Friday, 17 February 2017

Cover Story

I thought I might spend a short blogpost talking about how a book cover gets designed. It's particularly of interest to me at the moment as I'm just going through the design and discussion stage for the cover of my next book A Murder To Die For.

Perhaps the best way to look at the process - or at least how I engage with it - is to look at one of my previous books. In 2013 Constable Colgan's Connectoscope was published by Unbound in hardback and paperback editions.The book is a collection of fascinating facts all interconnected and gathered into 'Rounds'. Each Round (or chapter) starts with a fact which links to the next and to the next and to the next and so on until the last fact comes full circle and joins up with the first. It means that each chapter is a single circular journey. The fact that I used to be a police officer was latched upon by the publisher who suggested the book title (it had been called Connect-O-Rama) and that I write a new foreword describing how my mind works - finding facts, checking them, collating them, connecting them - and how that had been useful in both my career as a cop and as a writer for the TV show QI.

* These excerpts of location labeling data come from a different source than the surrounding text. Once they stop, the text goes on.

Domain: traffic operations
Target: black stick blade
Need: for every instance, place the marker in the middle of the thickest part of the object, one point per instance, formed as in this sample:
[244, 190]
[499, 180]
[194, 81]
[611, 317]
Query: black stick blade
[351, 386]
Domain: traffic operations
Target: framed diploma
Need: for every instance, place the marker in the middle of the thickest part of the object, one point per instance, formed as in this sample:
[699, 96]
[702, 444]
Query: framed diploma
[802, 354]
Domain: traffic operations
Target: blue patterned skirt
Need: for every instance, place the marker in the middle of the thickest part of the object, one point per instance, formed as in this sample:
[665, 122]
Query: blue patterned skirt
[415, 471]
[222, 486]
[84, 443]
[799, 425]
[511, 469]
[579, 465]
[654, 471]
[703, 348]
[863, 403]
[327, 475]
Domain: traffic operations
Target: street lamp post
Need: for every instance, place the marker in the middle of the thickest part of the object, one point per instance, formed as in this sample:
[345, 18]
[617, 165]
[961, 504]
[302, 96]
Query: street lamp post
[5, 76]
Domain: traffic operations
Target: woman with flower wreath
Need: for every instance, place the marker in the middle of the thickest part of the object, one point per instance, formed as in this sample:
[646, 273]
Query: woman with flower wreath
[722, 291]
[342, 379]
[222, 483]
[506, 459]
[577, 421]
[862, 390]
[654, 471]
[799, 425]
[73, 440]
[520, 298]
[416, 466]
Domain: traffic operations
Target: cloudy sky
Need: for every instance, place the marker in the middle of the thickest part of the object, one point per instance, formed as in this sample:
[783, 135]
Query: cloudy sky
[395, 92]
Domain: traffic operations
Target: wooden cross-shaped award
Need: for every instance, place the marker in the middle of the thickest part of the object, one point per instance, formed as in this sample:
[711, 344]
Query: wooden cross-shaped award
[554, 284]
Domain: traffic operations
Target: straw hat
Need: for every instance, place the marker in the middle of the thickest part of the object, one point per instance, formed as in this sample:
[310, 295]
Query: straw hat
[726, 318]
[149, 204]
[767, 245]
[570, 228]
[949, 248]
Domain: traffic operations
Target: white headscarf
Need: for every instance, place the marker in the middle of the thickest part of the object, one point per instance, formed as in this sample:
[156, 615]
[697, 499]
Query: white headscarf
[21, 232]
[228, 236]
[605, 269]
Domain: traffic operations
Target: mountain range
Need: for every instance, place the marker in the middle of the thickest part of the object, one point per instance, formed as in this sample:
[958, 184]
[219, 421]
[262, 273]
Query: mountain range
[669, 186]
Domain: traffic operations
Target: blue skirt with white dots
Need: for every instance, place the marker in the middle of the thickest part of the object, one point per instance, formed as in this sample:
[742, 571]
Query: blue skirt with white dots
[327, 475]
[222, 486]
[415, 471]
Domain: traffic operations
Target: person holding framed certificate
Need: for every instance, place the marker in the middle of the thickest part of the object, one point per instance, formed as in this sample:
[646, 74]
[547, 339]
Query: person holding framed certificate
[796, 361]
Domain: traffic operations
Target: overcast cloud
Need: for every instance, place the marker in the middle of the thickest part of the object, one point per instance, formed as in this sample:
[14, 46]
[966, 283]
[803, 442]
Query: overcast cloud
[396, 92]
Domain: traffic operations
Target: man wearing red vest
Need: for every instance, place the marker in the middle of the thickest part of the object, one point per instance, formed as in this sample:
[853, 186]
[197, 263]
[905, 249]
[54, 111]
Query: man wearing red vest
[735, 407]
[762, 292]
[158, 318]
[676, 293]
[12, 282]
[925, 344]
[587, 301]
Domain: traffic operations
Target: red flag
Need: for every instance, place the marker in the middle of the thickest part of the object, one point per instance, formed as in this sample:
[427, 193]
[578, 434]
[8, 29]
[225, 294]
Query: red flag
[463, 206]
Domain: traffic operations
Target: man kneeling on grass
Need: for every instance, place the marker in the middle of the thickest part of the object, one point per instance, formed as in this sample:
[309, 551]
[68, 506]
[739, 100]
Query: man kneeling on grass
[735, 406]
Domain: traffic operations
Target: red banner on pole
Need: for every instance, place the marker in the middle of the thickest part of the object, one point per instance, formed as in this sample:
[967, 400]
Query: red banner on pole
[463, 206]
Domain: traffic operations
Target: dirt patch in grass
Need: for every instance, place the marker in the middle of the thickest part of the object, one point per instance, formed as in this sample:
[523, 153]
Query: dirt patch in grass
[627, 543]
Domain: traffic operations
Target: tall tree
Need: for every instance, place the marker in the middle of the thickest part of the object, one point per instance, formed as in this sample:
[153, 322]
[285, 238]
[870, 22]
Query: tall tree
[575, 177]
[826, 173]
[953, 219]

When discussions began about cover design, I had the idea of depicting the Connectoscope as some kind of machine. By coincidence, the art director also liked the idea. I brought sketches I'd done. And, just for the crack, I knocked up a painting too.




 None of them were quite right for the book of course - just me doodling ideas. But once we had a concept and the talk turned to artists, one name jumped out at us: Tom Gauld. I'd been a big fan of his work for years. I love his cartoons in The Guardian and I had his books Goliath and The Gigantic Robot. Here's some of his work.





There's a delicious business to his work that we loved (you can see more of his book covers here). Plus, he's really good at robots and steampunkish machines. So, off went the brief from the art director:


And what came back was just glorious. 


And, barring a few small tweaks - the green light was given. The final cover was as good as anything I'd dared hope for.



So there you go! It may well be a very different process for some authors but, for me, as someone who has a strong sense for the visual, it was a case of discussion, concession and ideas sharing. And what I got from it was a beautiful, fantastic cover. And I got to thank Tom personally when we went up at Gosh! Comics in London for the launch of his (then) new book You're All Just Jealous Of My Jetpack.


Now I'm looking forward to the next book and a whole new cover to love.